Bettina Arndt's call to arms made a lot of sense to me. Colleague Jenna Price got it right when she said sex was like going to gym, once you were there you actually enjoyed it, it was the physical act of getting there that was the problem. Not for one minute do I believe that women should be coerced or forced or feel obliged to have sex they don't want. But if you're not wanting sex with a man you love, a man who makes you laugh, who's doing a good job with your kids and working hard to bring home the bacon, then there are bigger problems in your relationship than no sex. Not having sex is different to not wanting sex. Too often it comes down to a case of waiting for all the stars to be aligned, the kids are in bed without any hassles, no work has been brought home, a joke's been told during the evening that reminded you of why you married him in the first place, and neither of you are too knackered that all you want to do at bedtime is fall asleep. It rarely happens. But you would think not having it a situation more readily fixed than not wanting it.

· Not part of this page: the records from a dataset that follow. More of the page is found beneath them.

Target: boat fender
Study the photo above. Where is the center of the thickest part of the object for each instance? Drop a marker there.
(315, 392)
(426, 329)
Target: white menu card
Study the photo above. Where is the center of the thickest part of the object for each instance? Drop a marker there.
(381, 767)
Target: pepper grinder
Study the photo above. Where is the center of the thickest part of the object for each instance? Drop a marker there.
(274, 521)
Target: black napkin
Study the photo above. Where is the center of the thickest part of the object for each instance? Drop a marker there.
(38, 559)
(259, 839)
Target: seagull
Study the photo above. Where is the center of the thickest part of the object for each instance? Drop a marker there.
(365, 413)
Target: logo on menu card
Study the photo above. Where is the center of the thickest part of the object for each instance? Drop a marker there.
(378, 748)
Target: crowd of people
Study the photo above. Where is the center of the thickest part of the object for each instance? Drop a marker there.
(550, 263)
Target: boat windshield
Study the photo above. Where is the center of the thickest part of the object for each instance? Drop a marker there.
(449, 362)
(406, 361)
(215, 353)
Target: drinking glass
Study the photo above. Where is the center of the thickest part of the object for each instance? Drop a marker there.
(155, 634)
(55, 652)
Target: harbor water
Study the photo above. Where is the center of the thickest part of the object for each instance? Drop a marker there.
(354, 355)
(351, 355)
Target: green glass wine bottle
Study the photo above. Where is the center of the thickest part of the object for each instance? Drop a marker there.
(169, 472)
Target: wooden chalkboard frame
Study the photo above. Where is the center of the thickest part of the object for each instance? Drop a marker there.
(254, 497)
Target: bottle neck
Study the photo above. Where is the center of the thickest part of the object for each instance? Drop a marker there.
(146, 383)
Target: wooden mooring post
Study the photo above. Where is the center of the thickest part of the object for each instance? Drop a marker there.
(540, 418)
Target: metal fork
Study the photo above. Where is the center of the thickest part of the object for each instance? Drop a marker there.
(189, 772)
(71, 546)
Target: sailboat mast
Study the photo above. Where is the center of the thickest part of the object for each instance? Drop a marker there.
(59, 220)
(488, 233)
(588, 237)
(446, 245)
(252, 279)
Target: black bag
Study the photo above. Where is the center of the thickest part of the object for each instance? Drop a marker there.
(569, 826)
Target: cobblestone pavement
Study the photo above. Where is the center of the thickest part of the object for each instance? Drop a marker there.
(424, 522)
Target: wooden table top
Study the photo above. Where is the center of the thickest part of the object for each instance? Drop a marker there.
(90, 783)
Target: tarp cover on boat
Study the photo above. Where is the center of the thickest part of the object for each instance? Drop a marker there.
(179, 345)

Over the past couple of weeks leading sex therapist Dr Laura Berman has been discussing her new book on Oprah. Real Sex for Real Women (available here through Dorling Kindersley/Penguin for $45) is a practical handbook to achieving intimacy, pleasure and sexual well-being. It's been an interesting discussion. She's been working with couples to "live their best life" when it comes to sex - this seems to be Oprah's little plan for 2009, to get us all living our best lives - by getting them to open up and finally talk about why their sex life isn't quite up to scratch. There are couples who have stopped having sex altogether, couples where the wife admitted she's been faking orgasm for 25 years, couples who are so buried in routine they've given up. Whatever is happening in your own relationship it's been a reminder that it's completely normal and there are probably hundreds of couples suffering through the same thing.
She has five simple steps for better sex:
1. Tell the truth.
2. Ask for what you want.
3. Let go of all the negative messages.
4. Go to the doctor.
5. Make sex a priority.
The key to number five was scheduling in a sex night. This could change America, Oprah said in a typically Oprah moment. Perhaps she could get her good friend Obama to write it into the constitution or something. But it made a lot of sense.
"In the beginning of the relationship it's easy for sex to happen spontaneously," Dr Berman was telling Oprah. "You can't get enough of each other. But if you wait for that to happen in a long-term relationship when you know each other's dirty laundry, you have a mortgage, you have kids, you have distractions, you have stress, if you wait for it to happen spontaneously, it never happens."
Get a hold of the book, get on to www.oprah.com (there's some fun homework that Dr Berman would like us all to do), and start saying yes.
Who knows, you might start enjoying it too.